Avoiding them entirely is impossible, but we can take steps to limit exposure, one of which is opting for non-plastic containers. ANSES (Agence Nationale de Sécurité Sanitaire) ran multiple studies to measure microplastic levels in common foods, including beverages. They looked at drinks like water, soda, iced tea, wine and beer, as well as whether the type of bottle or cap affected how much microplastic ends up in your drink.

The results were shocking: beverages sold in glass bottles exhibited higher levels of microplastics than those packaged in any other type of container, averaging around 100 microplastic particles per litre. The same beverages in plastic bottles or cans had five to 50 times fewer microplastics. “We were expecting the opposite result when we compared the level of microplastics in different drinks sold in France,” said Iseline Chaïb, a researcher. 

[See more: Plastic pollution is causing brain damage in seabird chicks, study finds]

The one exception was wine, which also happened to be the only beverage in a glass bottle with a cork instead of a metal cap. The plastic contamination, researchers theorise, comes from the paint used on metal caps. Most of the microplastic isolated from glass bottles was the same colour as the paint on the metal cap, and the mainly polyester particles matched the polyester-based paint used.

Armed with this hypothesis, the researchers then conducted a series of experiments to confirm the potential origin of the coloured particles in glass-bottled beverages and to see if there was a simple method to reduce contamination. “We studied three scenarios,” Chaïb explained. “We cleaned the bottles and filled them with filtered water so that no microplastics could be detected, then we placed caps on the bottles without treating the caps, after blowing on the caps with an air bomb, or after blowing air and rinsing the caps with filtered water and alcohol.”

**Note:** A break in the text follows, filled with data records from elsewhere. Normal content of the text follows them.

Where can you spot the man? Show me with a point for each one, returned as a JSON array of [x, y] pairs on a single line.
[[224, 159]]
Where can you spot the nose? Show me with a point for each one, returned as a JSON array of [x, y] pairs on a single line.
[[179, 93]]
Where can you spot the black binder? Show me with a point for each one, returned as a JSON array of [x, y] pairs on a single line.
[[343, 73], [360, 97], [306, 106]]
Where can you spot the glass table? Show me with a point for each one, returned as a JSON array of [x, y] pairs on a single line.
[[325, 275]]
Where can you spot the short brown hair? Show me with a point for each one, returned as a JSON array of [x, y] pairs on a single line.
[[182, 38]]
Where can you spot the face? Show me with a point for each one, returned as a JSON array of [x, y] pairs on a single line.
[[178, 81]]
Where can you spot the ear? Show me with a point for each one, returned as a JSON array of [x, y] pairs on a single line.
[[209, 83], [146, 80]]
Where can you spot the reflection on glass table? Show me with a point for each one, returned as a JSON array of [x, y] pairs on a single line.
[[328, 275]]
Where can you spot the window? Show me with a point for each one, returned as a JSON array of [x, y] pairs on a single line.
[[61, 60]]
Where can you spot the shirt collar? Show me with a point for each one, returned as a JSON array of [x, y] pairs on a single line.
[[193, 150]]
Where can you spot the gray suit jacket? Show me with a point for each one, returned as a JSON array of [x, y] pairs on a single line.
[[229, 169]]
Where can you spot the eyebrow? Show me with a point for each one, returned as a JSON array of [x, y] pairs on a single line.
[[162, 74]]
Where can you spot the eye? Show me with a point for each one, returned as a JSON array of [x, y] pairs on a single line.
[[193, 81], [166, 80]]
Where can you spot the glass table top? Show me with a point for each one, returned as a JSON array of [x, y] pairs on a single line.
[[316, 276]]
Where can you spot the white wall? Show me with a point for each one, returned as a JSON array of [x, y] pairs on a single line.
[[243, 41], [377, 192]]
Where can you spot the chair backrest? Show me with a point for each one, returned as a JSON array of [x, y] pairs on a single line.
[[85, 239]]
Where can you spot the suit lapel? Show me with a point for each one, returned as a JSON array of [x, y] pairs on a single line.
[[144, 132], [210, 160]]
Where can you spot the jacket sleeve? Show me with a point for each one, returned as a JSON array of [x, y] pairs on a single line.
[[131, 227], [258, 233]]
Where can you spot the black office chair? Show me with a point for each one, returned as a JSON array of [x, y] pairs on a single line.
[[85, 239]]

Cleaning dramatically reduced the amount of microplastics. Where bottles of water sealed with uncleaned caps had an average of 287 particles per litre, simply blowing air on the caps slashed that figure by 63 percent to 106 particles. Adding a rinse lowered the concentration even further, to just 87 particles per litre, a nearly 70 percent drop overall from the uncleaned caps. Manufacturers, the researchers noted, could also explore other options to reduce the amount of microplastics in their bottle, including improving pre-sale storage conditions to avoid friction, or modifying the composition of the paint used on caps.